Ideally, assessing for off-target edits would rely on reference genomes that represent the entire population. As people around the world have different genetic backgrounds, it’s possible for an off-target edit to be missed if it’s not represented by the reference genomes. Computational tools can help address unrepresented genetic variability and SNPs.

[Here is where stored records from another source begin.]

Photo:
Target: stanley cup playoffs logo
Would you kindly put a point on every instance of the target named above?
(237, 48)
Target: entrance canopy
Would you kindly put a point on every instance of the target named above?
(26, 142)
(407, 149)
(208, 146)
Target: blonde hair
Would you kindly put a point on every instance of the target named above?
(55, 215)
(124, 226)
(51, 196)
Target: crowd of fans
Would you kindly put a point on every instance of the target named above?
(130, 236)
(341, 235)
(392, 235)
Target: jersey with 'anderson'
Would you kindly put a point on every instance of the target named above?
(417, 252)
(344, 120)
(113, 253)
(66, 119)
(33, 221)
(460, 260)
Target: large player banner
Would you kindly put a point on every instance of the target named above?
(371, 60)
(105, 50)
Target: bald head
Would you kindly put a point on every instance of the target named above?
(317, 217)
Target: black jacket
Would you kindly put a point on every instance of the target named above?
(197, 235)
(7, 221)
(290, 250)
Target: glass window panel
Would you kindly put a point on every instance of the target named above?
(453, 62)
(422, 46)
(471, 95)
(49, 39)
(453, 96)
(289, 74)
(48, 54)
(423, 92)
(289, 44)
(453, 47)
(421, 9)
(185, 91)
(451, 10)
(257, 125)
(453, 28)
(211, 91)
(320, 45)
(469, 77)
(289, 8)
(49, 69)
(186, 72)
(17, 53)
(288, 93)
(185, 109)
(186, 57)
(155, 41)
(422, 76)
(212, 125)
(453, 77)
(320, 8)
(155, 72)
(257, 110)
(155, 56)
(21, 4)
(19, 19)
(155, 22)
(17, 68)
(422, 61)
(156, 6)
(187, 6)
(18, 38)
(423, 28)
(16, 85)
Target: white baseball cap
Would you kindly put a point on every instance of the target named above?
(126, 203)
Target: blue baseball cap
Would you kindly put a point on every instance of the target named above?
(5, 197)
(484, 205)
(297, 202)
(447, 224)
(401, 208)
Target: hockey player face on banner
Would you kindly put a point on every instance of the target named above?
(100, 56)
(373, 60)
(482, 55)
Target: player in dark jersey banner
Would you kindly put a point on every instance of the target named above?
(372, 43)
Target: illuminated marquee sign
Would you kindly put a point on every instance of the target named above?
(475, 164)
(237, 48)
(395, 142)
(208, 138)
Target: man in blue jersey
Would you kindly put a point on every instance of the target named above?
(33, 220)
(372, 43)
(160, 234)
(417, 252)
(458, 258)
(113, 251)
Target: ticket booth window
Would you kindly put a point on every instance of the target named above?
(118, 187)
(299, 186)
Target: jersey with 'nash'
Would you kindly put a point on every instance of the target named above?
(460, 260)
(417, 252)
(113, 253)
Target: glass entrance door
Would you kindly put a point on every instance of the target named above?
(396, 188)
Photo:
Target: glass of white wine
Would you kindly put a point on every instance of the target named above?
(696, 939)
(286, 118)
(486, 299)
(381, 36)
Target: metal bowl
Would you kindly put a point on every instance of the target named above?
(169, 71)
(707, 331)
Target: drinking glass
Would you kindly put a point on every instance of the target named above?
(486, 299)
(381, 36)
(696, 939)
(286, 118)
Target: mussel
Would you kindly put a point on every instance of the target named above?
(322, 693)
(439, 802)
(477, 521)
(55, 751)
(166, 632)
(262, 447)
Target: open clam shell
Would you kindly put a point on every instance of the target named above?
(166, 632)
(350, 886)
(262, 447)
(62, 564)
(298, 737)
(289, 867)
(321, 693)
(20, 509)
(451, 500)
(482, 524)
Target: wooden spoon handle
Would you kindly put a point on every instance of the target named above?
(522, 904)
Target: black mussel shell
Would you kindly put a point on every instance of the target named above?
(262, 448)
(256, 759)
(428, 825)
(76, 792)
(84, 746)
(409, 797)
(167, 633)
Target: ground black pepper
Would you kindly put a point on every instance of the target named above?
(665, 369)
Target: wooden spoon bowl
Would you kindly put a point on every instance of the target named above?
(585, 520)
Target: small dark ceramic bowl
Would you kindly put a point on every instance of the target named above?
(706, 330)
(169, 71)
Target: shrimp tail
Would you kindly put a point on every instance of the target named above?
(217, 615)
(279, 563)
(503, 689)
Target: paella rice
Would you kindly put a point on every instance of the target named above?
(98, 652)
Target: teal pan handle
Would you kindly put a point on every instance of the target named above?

Stem cell characteristics make editing difficult

Stem cells have many characteristics that make them particularly challenging to edit. “Stem cells are unique due to their ability to develop into any type of cell in the body. To maintain this versatility, they have strict mechanisms to keep their DNA stable and avoid passing on mutations to their offspring,” says Urbaitis. Haupt adds, “stem cells are highly sensitive to double-strand DNA breaks.”

This means that clones don’t often survive after editing. “Most of the field is actually working on finding the right supplements and the right coating on the plates to try to increase the probability of survival,” says Zambrano. “In the very best case, you can now expect to reach up to 80% survival.” Cytena is working on improving the probability of stem cells surviving single cell isolation methods.

Another challenge is that they’re highly pluripotent. “They have the potential to differentiate almost into any cell type, and this can really complicate the editing process because as you edit and you make potentially unintended changes to the DNA in your cells, these can have far-reaching effects across different cell lineages,” says Arthofer.

Difficulties in CRISPR delivery

Before editing can happen, the CRISPR components must make it into the cells. Stem cells are less amenable to transfection than other cell types, says Pan. “The way scientists deliver these gene-editing components can cause toxicity or trigger immune responses,” explains Arthofer.

“Stem cells contain high content of heterochromatin, or highly compacted chromatin, which will limit accessibility of CRISPR machinery,” says Pan, who recommends steps to open up the heterochromatin to increase editing efficiency. “However, such manipulation if not done properly can also induce uncontrolled spontaneous differentiation,” she adds.

Excitement for the future of CRISPR editing stem cells

Despite these challenges, there’s still much to be excited about for the future of CRISPR in stem cell editing and regenerative medicine.

CRISPR’s flexibility increases its applications in many different diseases and many types of edits. “CRISPR gene editing can target multiple genes simultaneously, which is a significant advantage when studying complex genetic interaction or for therapeutic intervention that require gene modification at different genomic sites,” says Pan.

Researchers are also using CRISPR to “engineer stem cells with immune-evasive properties so that they can develop personalized cell therapies that are less likely to be rejected by the patient’s immune system,” says Monika Paule, Chief Executive Officer at Caszyme. “CRISPR's potential to customize stem cells for individual patients could also reduce the need for long-term immunosuppressive treatments, further improving patient outcomes and quality of life.”

Haupt is excited about the ability for stem cells to generate a “universal” starting material that can be applied to many therapeutics. “The field has come a long way in understanding how to take cells from a healthy donor and ‘cloak’ them from ever being recognized by a patient’s immune system,” she adds.